← Back to context

Comment by benmmurphy

2 days ago

Generating 16 random bytes is simpler than generating a random UUID

It basically makes no odds, unless you consider applying a constant AND and constant OR operator complicated - as UUID v4 is just 122 random bits and 6 bits fixed.

UUID v7 is a 48 bit timestamp, 74 random bits and 6 bits fixed. Sure, this is a little more complicated, but it's often worth it for many applications because it can be sorted, so keys will be approximately monotonically increasing.

  • I think UUIDv7 could make sense but I suspect the recommendations in the spec predate UUIDv7. Also, if you want sorted schemes then there are slightly more efficient schemes than UUIDv7. With UUID you are always sacrificing some bits to distinguish between the UUID types which I guess does not really matter in practice but it seems unnecessary.

    • Yeah, in practice the 6 bits you lose aren't important. Redoing his calculations with 122 bits and a quadrillion generated IDs (that's a million billion), the probability of a collision is 9.4 x 10^-8 (or one in 10 million) using UUID v4.

      In my opinion, UUID v7 is useful because you per millisecond, you still have 74 bits split between user defined (up to 12) or randomness (minimum 62). If you choose the minimum 64 bits randomness, you can read the numbers straight from the article - 1 million UUIDs per millisecond with less than one in a million chance of collision, but you still have 10 bits to add additional data, such as which machine generated it.

      If you stick with just time and have the full 74 bits of randomness, you can generate a trillion (10^12) UUIDs per millisecond with less than one in 40 billion chance of collision (2.6 x 10^-11) using UUID v7.

      I think the fact the formula is (k^2/2N) actually shows that having a time component makes better use of the bits than a purely randomised space. In this example, we have a lower chance of collision with a trillion (10^12) UUIDs generated per millisecond than a quadrillion (10^15) UUIDs across all time.

    • BTW I realised I didn't address why those bits are necessary - actually, while it might seem you are increasing randomness with more bits and so reducing the risk of collisions, that's not necessarily true.

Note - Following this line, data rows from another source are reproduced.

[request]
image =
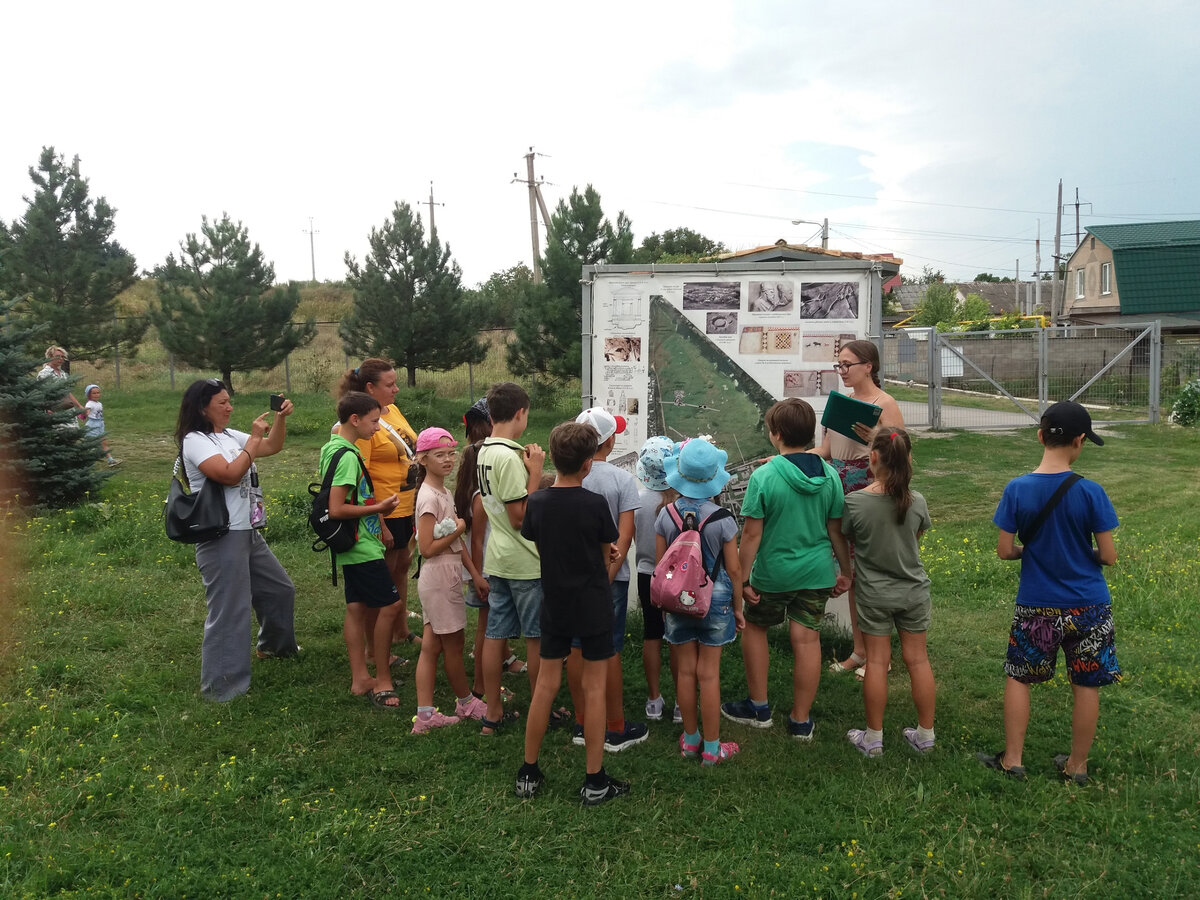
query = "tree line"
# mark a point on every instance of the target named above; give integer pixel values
(219, 307)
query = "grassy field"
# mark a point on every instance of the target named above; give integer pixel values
(117, 780)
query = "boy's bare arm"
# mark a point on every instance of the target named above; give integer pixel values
(1007, 547)
(751, 537)
(841, 551)
(624, 538)
(339, 508)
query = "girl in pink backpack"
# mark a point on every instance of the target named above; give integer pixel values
(696, 471)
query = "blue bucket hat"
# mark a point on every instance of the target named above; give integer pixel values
(649, 462)
(697, 469)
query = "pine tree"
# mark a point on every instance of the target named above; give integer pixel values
(408, 301)
(46, 460)
(220, 307)
(64, 268)
(549, 323)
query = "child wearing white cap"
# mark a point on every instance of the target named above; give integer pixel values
(94, 423)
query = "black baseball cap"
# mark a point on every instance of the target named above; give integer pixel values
(1071, 420)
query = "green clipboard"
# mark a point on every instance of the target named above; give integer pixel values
(841, 413)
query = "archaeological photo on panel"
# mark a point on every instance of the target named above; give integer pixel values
(829, 300)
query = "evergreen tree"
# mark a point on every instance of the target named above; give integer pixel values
(220, 307)
(408, 301)
(46, 459)
(64, 268)
(677, 245)
(549, 324)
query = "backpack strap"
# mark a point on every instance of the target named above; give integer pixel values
(1044, 513)
(714, 516)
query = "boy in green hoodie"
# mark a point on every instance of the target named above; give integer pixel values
(792, 533)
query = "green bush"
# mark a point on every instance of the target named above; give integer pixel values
(1187, 405)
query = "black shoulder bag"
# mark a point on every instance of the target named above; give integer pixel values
(195, 517)
(1044, 514)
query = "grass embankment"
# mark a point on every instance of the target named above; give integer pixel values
(115, 779)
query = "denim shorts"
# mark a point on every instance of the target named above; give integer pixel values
(715, 629)
(514, 607)
(1085, 635)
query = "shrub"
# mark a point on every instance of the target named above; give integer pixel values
(1187, 405)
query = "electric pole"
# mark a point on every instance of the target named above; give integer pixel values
(431, 204)
(535, 203)
(312, 250)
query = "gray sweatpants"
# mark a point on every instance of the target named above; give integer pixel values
(240, 574)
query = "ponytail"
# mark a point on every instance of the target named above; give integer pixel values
(894, 451)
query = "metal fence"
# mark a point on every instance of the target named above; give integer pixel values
(996, 379)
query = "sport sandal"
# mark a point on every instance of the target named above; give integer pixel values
(996, 761)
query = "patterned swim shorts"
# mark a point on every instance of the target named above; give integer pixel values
(1085, 635)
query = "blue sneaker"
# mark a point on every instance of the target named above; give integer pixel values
(744, 712)
(617, 741)
(803, 731)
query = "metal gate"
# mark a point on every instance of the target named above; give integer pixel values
(1003, 379)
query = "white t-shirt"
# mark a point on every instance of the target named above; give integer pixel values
(199, 447)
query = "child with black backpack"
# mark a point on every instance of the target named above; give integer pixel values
(369, 585)
(696, 472)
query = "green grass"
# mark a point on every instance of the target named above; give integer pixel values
(117, 780)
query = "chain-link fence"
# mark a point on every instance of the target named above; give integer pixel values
(1003, 378)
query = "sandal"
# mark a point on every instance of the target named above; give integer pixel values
(855, 663)
(515, 666)
(497, 726)
(379, 700)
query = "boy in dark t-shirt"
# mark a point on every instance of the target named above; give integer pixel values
(574, 532)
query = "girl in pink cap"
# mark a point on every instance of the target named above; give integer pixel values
(439, 585)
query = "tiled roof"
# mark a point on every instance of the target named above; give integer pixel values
(1147, 234)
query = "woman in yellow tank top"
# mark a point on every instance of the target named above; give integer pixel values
(389, 459)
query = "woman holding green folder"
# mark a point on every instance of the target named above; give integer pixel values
(858, 365)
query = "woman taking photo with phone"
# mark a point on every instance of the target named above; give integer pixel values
(240, 574)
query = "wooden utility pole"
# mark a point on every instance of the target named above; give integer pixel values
(431, 204)
(535, 203)
(312, 249)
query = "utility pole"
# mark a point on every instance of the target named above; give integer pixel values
(535, 203)
(431, 204)
(312, 249)
(1037, 270)
(1056, 285)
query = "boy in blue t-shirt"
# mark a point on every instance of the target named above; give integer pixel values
(369, 585)
(1062, 599)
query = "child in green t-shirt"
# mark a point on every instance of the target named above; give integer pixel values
(792, 510)
(369, 585)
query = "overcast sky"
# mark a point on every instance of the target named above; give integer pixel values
(934, 130)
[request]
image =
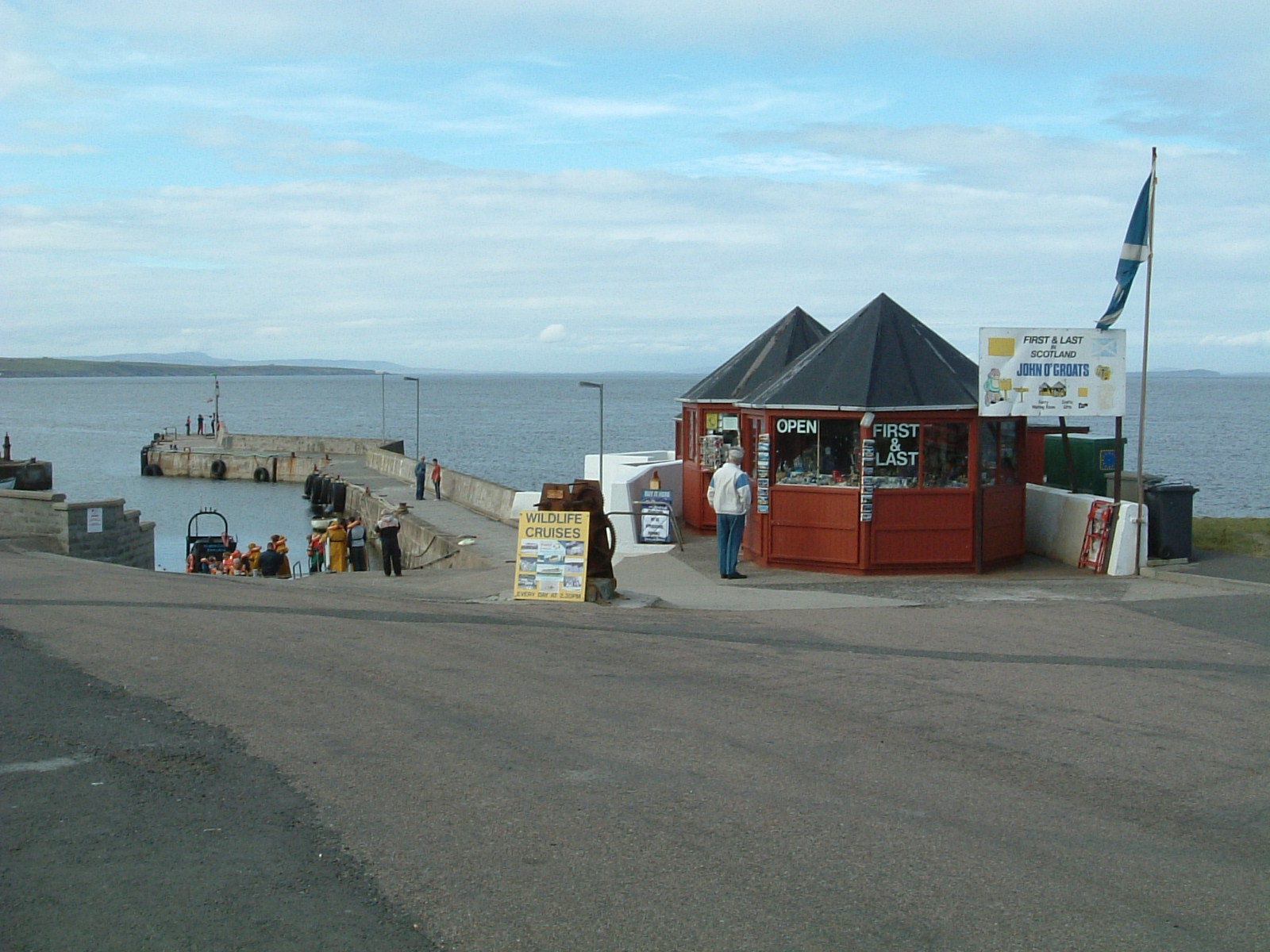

      The old schemes generated numbers that weren't uniformly distributed across the 128-bit space as they were intentionally biased in certain ways, such as time [0] and MAC addresses [1]. This means that most of the IDs generated in previous schemes would have many bits in common, and so the UUIDs that had been generated were not uniformly distributed across that 128-bit space [2] and so if you just used the whole 128-bits for random data, but didn't use those extra bits to avoid conflicts with the previous schemes, then random IDs that happened to be valid in the previous schemes would be more likely to collide.

      Of course, this only matters if the properties of globally unique matter to you. For a closed system with a guaranteed scope, sure who cares? But given that the extra randomness doesn't add any useful value beyond a certain threshold, you might as well use a UUID because you don't know what that identifier might end up being used for in the future, plus you can use off-the-shelf systems to generate them.

      [0] Ironically, future proofed time fields with many bits are more likely to be non-linearly distributed - e.g. the original version 0 UUID supported timestamps from 1582AD to 5236AD but was only used from 1987 for around a decade.

      [1] With certain manufacturers of network cards massively more popular than others, their MAC address prefixes showed up significantly more frequently, and there were privacy concerns were you could correlate between UUIDs generated on a single machine, and sometimes infer machines that might be on the same network because they had similar MAC addresses and so the cards were probably all from the same manufacturing batch.

      [2] Which is fine within the scope of UUIDs as they are still very likely to be globally unique, so it doesn't really matter if bits are wasted in this scheme

And there’s a good reason for that, because UUIDs have additional properties. I don’t know if versioning, partial ordering, or stable references are useful for traces or not, but with UUIDs those could’ve been a possibility.